[Python-Dev] PEP: Collecting information about git

R. David Murray rdmurray at bitdance.com
Wed Sep 16 19:34:35 CEST 2015


On Wed, 16 Sep 2015 09:17:38 -0700, Nikolaus Rath <Nikolaus at rath.org> wrote:
> On Sep 16 2015, "R. David Murray" <rdmurray at bitdance.com> wrote:
> > The DAG plus git branches-as-labels *fits in my head* in a way that the
> > DAG plus named-branches-and-other-things does not.
> 
> Hmm, that's odd. As far as I know, the difference between the hg and git
> DAG model can be summarized like this:
> 
>  * In git, leaves of the DAG must be assigned a name. If they don't have
>    a name, they will be garbage collected. If they have a name, they are
>    called a branch.
> 
>  * In hg, leaves of the DAG persist. If you want to remove them, you
>    have to do so explicitly (hg strip), if you want them to have a name,
>    you must do so explicitly (hg bookmark). A node of the DAG with a
>    name is called a bookmark.
> 
>  * hg named branches have no equivalent in git. 
> 
> Does that help?

Well, that last bullet kind of complicates the model, doesn't it?  :)
Especially when you add the fact that (IIUC) which named branch a commit
is on is recorded in the commit or something, which means the DAG is
more complicated than just being a DAG of commits.  The fact that I have
to worry about (remember to delete) branches I no longer want is also an
additional mental load, especially since (again, IIUC) I'd have to
figure out which commit I wanted to strip *from* in order to get rid of
an abandoned branch.

This is what I mean by hg not being *oriented* toward the simple model:
if I end up with extra heads in my cpython repo I treat this as a bug
that needs to be fixed.  In git, it's just a branch I'm working with and
later do something with...or delete, and git takes care of cleaning up
the orphaned commits for me.  I'm leery (wrongly, I suspect) of creating
branches in hg because they don't fit into my mental model of how I'm
working with the cpython repository and its named branches.  Now, is
that just a consequence of having learned mercurial in the context of how
CPython uses it?  I don't know.

As another example of this orientation issue, rebase was a big no-no in
hg when we started with it, and so I would only deal with patch sets (hg
diff to save a work in progress, reapply it later...a pattern I still
follow with cpython/hg) so that I didn't screw up my history.  In git,
it is the most natural thing in the world to take a branch you've been
working on and rebase it on to the point in the tree where you want to
commit it.  Even now I have to read carefully and think hard every time
I use the hg rebase command...I'm not sure why it is, but again it
doesn't fit in my head the way the git rebase does[*].

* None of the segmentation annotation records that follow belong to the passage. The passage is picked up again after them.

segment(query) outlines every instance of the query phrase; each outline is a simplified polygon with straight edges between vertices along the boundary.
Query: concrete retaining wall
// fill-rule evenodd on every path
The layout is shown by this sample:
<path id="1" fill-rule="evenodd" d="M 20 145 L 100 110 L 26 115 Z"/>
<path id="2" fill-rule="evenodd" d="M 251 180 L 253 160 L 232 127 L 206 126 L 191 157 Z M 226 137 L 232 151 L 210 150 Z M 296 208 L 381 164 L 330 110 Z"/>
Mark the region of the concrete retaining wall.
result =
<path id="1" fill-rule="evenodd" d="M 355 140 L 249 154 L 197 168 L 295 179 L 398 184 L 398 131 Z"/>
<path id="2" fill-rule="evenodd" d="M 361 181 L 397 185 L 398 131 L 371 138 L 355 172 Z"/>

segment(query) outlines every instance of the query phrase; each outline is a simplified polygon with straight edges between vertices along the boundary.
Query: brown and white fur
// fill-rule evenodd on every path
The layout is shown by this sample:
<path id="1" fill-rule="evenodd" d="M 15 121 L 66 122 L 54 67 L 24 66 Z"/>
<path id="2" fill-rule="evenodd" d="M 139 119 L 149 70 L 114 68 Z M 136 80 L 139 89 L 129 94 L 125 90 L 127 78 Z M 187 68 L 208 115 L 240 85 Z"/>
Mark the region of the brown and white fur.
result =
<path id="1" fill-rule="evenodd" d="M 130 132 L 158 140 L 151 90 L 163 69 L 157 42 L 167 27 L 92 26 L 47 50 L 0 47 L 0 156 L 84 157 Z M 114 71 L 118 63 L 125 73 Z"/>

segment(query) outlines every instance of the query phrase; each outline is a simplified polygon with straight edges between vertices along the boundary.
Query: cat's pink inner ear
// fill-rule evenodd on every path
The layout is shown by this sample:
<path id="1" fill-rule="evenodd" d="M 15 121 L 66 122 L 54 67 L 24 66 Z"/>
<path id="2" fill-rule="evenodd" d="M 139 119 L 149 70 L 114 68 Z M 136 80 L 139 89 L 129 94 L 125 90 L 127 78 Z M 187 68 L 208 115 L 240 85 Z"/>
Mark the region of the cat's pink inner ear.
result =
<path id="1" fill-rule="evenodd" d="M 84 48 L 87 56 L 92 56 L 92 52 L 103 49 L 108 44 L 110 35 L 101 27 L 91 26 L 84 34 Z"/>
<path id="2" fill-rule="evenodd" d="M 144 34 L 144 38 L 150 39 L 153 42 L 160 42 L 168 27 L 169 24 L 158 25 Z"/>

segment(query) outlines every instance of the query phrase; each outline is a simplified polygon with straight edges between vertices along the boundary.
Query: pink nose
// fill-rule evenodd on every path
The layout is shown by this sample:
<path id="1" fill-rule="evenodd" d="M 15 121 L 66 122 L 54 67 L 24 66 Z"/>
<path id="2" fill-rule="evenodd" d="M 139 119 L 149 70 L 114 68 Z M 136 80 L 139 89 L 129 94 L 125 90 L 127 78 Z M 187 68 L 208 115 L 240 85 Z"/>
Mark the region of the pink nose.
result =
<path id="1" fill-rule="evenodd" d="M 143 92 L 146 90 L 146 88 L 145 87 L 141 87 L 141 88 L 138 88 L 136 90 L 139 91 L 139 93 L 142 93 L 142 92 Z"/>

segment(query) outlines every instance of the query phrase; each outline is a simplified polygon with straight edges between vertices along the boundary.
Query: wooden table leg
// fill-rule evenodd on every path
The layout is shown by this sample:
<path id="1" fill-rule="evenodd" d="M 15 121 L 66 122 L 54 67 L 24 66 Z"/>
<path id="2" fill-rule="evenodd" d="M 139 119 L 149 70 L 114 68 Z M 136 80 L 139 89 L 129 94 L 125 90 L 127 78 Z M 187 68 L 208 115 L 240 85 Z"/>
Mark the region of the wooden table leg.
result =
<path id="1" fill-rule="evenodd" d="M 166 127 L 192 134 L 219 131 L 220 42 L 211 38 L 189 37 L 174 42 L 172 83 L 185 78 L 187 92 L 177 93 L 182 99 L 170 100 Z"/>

None of these things that mercurial does is *wrong*, and in fact they
are very useful in the right context.

The point is that the git model is *simple*.  Like I said, it fits
in my head.  I guess I have a small head :)

But, now the thread is again drifting away from how mercurial and git
relate to cpython development into simply how mercurial and git differ.

--David

[*] Note also that the hg help lacks the DAG examples that the current
git help has, and that it talks about "repeated merging" when what I
want to do is *move* the commits, I don't want to merge.  I think it
means exactly the same thing, but again it doesn't fit into my simple
git mental model of moving a branch of the DAG from here to there.